To me, this is akin to when the issue of a "P5 breakaway" from the NCAA comes up, some say that this would violate anti-trust laws.

I'm not a lawyer, but I don't see how. No entity has the right to piggyback on the brand value of another, and if someone says "well, the P5 event would be viewed as legitimate while the leftbehind G5 event would not", then if that's true it is IMO because the P5 event has high-brand schools and the G5 event does not, and there's nothing I can see that is legally wrong with that. The P5 schools aren't obligated to share their brand value with others.

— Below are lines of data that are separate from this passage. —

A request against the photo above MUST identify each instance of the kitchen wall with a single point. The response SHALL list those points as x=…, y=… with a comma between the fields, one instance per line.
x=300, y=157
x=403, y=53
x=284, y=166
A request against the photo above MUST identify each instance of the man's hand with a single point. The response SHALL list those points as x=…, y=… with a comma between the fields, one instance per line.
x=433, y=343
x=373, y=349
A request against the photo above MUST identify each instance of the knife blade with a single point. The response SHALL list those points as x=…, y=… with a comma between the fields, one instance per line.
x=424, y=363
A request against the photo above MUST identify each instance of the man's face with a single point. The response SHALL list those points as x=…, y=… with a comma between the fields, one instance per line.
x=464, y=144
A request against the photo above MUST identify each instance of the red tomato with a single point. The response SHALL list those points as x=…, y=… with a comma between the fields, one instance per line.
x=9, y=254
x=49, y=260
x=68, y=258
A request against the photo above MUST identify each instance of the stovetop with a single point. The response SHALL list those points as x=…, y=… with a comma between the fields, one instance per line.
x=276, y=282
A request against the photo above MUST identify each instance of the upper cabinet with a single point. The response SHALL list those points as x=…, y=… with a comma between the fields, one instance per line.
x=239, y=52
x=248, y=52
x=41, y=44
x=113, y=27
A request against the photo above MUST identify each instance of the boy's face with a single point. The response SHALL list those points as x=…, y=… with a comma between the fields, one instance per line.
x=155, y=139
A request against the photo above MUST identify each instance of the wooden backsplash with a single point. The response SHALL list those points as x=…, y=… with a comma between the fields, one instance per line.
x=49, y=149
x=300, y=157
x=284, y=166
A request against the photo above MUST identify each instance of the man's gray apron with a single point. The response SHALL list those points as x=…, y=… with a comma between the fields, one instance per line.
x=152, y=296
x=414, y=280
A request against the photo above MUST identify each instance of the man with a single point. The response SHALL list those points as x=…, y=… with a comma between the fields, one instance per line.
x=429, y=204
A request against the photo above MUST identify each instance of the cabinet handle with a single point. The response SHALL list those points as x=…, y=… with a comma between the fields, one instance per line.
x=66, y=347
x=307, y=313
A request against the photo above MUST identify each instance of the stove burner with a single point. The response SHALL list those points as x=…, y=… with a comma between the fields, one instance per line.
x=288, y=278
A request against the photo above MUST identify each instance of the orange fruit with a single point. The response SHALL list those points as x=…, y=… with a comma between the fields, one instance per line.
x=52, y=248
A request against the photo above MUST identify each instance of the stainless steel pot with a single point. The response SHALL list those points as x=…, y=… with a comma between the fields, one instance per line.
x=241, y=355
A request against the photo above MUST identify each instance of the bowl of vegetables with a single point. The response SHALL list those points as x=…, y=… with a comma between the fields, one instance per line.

Plus, cartels are usually about forcing others to join, not breaking away. E.g., from 1981-1984, the CFA, a group of the 65 or so most elite football schools, wanted to break away from the NCAA TV deal. The NCAA wanted to force them to remain in the larger group. The federal courts ruled it was the effort by the NCAA to keep the elite schools in the big NCAA TV contract that was anti-competitive, not the elite group wanting to break away and set up their own TV deal.

So IMO the same would apply to say the top 10 hoops conferences leaving and setting up their own event.

Now, if the elite P5 group did things to try and stifle the leftbehind G5 event, like try to convince arenas not to host their events, or cajole TV networks in to not televising the G5 event, then those would be anti-competitive actions.

BTW, I view all this as theoretical, because I don't see any hoops breakaway happening. IMO, the tourney will remain basically as it is. That's what the public wants. It wants Belmont vs Duke, Texas Stovepipe State vs Florida, etc. at least in the early rounds.

You don't try to modify a goose that lays golden eggs into a chicken, or even an eagle, IMO. Just let it be a goose and lay those eggs.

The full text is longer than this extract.